CARP + igb NIC Kernel Panic in 2.0.1 Release
I have 2 Dell PE R300 machines running 2.0.1 release and CARP on every interface and everything has been running fine. I use the onboard Broadcom NICs (bge0/1) for the WAN and SYNC interfaces respectively, and an Intel N2XX-AIPCI02 Gigabit ET Quad port PCI Express card for everything else (LAN and 3 OPTs with VLANs). We are getting ready to add BGP and multi-homing with another ISP, so yesterday I added a second Intel card, same as above, to move some stuff to - started with the CARP Backup as I thought that was a safe way to go. Part of my plan was to move the CARP SYNC to one of the new interfaces and use the 2 onboard Broadcom NICs for the 2 WAN connections.
Everything seemed fine - pfSense saw all of the new interfaces, I reassigned a few things to the new interfaces, including the CARP SYNC to one (igb7 originally), connected everything up and put it back in service, it moved to a backup role on the CARP interfaces and I was happy. I disconnected the WAN interface of the Master and saw the Backup take over - traffic was still flowing fine, no interruptions. At this point I was still happy and shut down the master using 6)Halt on the cosole. Once it was offline I pulled power from it and started to disconnected cables getting ready to add the new NIC. All of a sudden (well, maybe a minute after pulling the power plug) I got a bunch of alarms on my phone saying the WAN connection was down - looking up at the console for the Backup I saw it was rebooting. WTF?! I quickly connect the Master cables back up and power it up, start it booting to recover the network - only a 5 minute outage. ;)
So, after a ton of messing around and step by step troubleshooting I have come to this conclusion: any time I use ANY of the Intel NICs as the CARP SYNC interface, configured as Backup, it will failover and run fine UNTIL that SYNC interface goes down. ie. if the interface stays up, (Master isn't powered down, it is connected to a switch, etc) it will run fine - anywhere from 20 seconds to 3 minutes after the interface goes down (ie. Master power supply fail) there appears to be a kernel panic and crash dump and then pfSense restarts. I have not confirmed this operation on a Master - hopefully I will this afternoon. On the Backup, I can easily and reliably recreate this using any of the Intel NICs, old card and new. The first few times it crashed I allowed the UI to submit the crash reports to the developers, after that I wanted to complete my testing first to make sure I wasn't doing something wrong and try to narrow it down.

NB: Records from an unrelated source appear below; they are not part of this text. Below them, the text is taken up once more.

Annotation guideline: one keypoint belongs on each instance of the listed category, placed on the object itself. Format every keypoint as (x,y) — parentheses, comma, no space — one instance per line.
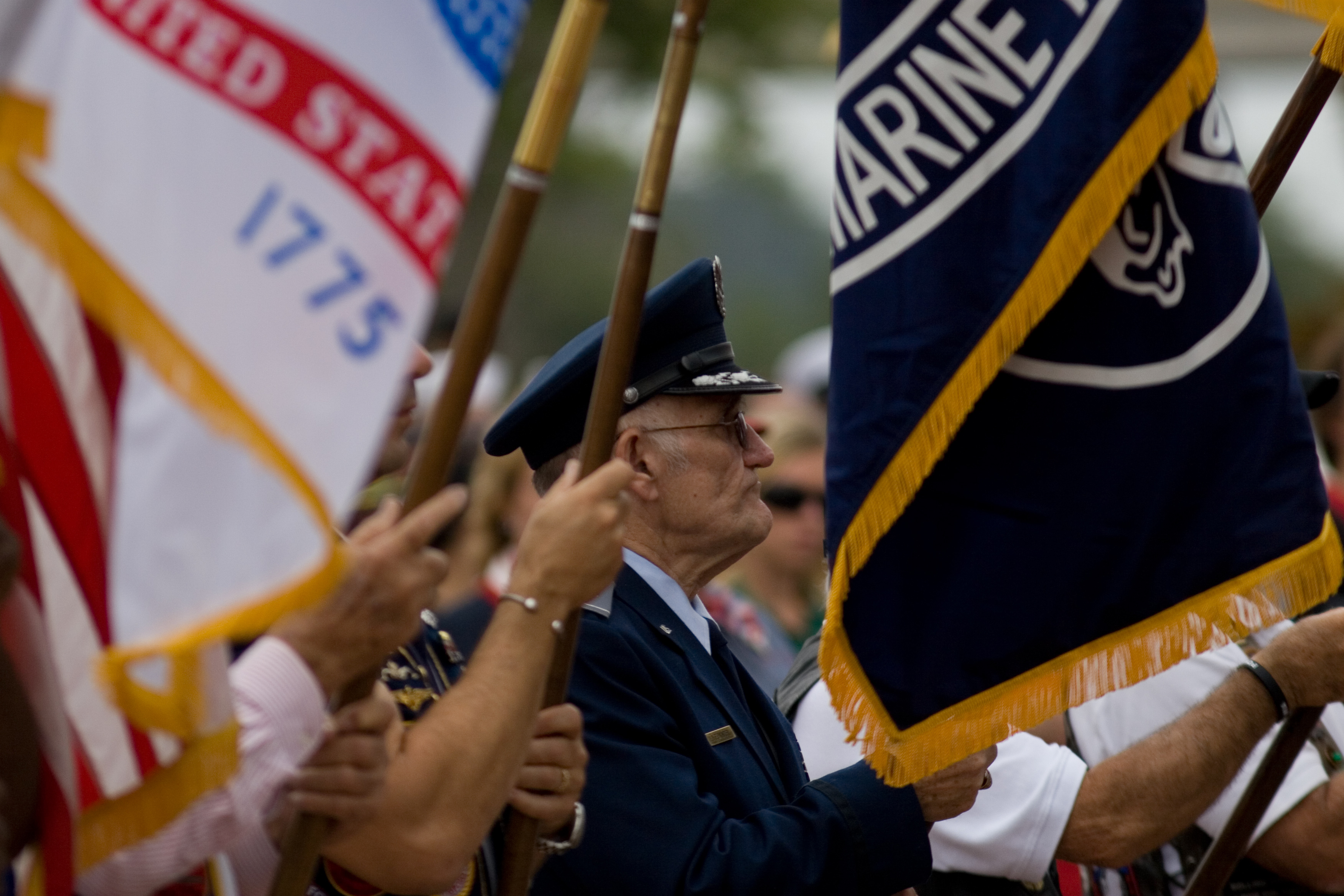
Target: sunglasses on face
(791,497)
(741,430)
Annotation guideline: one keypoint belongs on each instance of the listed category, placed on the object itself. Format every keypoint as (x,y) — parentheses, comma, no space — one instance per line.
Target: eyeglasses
(791,497)
(738,423)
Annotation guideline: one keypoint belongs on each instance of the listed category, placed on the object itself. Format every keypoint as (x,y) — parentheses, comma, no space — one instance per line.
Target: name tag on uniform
(721,735)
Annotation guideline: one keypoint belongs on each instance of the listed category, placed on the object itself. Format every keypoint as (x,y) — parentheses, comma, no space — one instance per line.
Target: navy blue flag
(1067,442)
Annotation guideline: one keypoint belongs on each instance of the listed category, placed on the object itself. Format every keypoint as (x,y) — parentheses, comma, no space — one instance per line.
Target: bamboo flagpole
(613,369)
(1217,867)
(534,158)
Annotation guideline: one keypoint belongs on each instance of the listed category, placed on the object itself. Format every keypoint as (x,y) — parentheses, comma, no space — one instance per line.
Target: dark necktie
(728,664)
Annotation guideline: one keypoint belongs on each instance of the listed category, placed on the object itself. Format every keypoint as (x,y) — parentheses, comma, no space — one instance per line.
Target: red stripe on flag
(322,110)
(53,463)
(88,781)
(57,837)
(107,361)
(15,515)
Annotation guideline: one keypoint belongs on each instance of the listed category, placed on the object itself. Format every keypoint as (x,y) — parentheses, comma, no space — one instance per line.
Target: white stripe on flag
(23,634)
(58,324)
(74,649)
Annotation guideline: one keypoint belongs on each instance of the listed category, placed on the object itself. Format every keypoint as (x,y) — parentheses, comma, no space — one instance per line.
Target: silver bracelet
(561,847)
(531,606)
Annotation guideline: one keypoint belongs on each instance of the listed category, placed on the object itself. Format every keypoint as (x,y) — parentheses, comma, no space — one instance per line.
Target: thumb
(569,478)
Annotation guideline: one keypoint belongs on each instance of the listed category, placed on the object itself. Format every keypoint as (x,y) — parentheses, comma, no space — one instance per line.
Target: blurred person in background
(773,600)
(804,367)
(1327,354)
(19,757)
(486,546)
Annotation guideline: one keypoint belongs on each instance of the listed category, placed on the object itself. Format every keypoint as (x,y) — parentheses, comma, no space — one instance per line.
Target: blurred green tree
(775,253)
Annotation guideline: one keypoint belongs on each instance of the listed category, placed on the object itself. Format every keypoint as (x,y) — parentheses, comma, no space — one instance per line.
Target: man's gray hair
(655,413)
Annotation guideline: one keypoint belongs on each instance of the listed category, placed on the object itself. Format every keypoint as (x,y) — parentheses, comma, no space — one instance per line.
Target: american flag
(58,407)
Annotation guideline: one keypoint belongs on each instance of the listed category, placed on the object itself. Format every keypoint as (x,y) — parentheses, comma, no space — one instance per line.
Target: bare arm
(1141,797)
(1144,796)
(458,766)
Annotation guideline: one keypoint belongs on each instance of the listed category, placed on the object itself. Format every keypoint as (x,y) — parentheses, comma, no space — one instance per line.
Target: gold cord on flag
(1275,591)
(209,757)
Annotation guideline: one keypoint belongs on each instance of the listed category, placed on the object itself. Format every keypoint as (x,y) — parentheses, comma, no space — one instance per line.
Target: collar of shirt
(691,613)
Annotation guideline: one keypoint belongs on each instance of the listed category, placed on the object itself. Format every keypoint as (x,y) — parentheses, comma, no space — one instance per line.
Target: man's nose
(757,453)
(421,362)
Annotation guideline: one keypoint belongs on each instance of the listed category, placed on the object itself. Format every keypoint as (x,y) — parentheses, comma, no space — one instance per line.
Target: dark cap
(683,350)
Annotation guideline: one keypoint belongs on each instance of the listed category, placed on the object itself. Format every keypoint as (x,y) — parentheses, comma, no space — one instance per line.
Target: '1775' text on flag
(221,225)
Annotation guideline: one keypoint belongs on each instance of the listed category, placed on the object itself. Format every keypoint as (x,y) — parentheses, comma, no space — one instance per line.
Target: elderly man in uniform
(695,781)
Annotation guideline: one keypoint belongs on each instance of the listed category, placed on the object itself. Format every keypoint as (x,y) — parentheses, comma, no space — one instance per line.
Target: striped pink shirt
(280,710)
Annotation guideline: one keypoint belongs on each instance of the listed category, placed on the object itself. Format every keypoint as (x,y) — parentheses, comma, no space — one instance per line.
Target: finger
(544,808)
(370,715)
(555,751)
(420,526)
(562,719)
(358,751)
(344,809)
(608,480)
(382,520)
(338,780)
(552,780)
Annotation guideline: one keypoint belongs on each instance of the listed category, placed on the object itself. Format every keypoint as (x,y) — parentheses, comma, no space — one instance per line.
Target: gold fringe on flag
(1319,10)
(1277,590)
(1330,48)
(209,756)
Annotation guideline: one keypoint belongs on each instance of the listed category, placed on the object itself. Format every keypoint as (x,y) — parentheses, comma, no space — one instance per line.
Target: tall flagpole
(1217,867)
(534,158)
(613,369)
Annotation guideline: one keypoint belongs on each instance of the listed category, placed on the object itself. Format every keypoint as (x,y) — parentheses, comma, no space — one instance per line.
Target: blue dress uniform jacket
(672,813)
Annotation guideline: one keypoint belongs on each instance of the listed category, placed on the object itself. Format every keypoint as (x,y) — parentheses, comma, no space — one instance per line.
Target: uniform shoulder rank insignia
(451,648)
(413,698)
(395,672)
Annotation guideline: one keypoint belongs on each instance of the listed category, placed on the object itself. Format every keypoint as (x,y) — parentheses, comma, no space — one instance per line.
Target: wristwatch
(560,847)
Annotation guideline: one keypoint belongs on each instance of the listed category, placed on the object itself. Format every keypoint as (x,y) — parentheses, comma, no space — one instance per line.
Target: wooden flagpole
(613,369)
(534,158)
(1217,867)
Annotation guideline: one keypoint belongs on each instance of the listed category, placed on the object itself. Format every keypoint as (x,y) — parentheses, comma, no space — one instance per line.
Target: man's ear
(636,451)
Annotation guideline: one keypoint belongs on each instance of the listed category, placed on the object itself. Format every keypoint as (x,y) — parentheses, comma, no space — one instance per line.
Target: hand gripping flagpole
(534,158)
(1217,867)
(613,367)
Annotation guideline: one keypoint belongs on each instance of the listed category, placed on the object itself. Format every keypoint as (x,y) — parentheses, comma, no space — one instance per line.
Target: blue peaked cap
(683,350)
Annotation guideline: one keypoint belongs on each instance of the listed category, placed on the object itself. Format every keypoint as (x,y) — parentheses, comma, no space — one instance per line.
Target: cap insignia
(718,287)
(728,378)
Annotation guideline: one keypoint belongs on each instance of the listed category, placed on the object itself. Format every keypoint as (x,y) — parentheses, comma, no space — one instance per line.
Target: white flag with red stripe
(222,224)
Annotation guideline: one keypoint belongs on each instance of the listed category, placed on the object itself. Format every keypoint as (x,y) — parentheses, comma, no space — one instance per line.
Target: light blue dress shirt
(691,613)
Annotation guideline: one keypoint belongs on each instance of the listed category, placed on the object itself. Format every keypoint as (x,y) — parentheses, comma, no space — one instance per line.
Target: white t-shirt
(1015,827)
(1109,725)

I have tried uninstalling all of the packages installed (only 2) and I get the same results each time. All of my tests have been done with v2 - I downgraded to 2.0 Beta 5 then RC1 and RC3 with a similar result each time. The only change I saw was at one point (can't recall which version) I didn't get the immediate crash dump fly by on the console, it just froze with this screen:
Anyone have any thoughts about this?
Thanks in advance.
I can confirm this also happens when the configured Master has an igb interface as its CARP SYNC and that interface goes down - just duplicated it 4 times. The best part is, if I leave all interfaces connected, so it thinks it should boot up as the Master, but with the igb SYNC interface disconnected, seconds after it finishes booting it panics, dumps, and reboots. Fun to watch! haha
Hard to tell without a backtrace, looks like memory allocation, such as mbufs.
Thanks Jim. I'll give that a shot this afternoon.
That appears to have worked great! Everything ran fine through my tests, both Master and Backup. Thanks very much for your help. Much appreciated.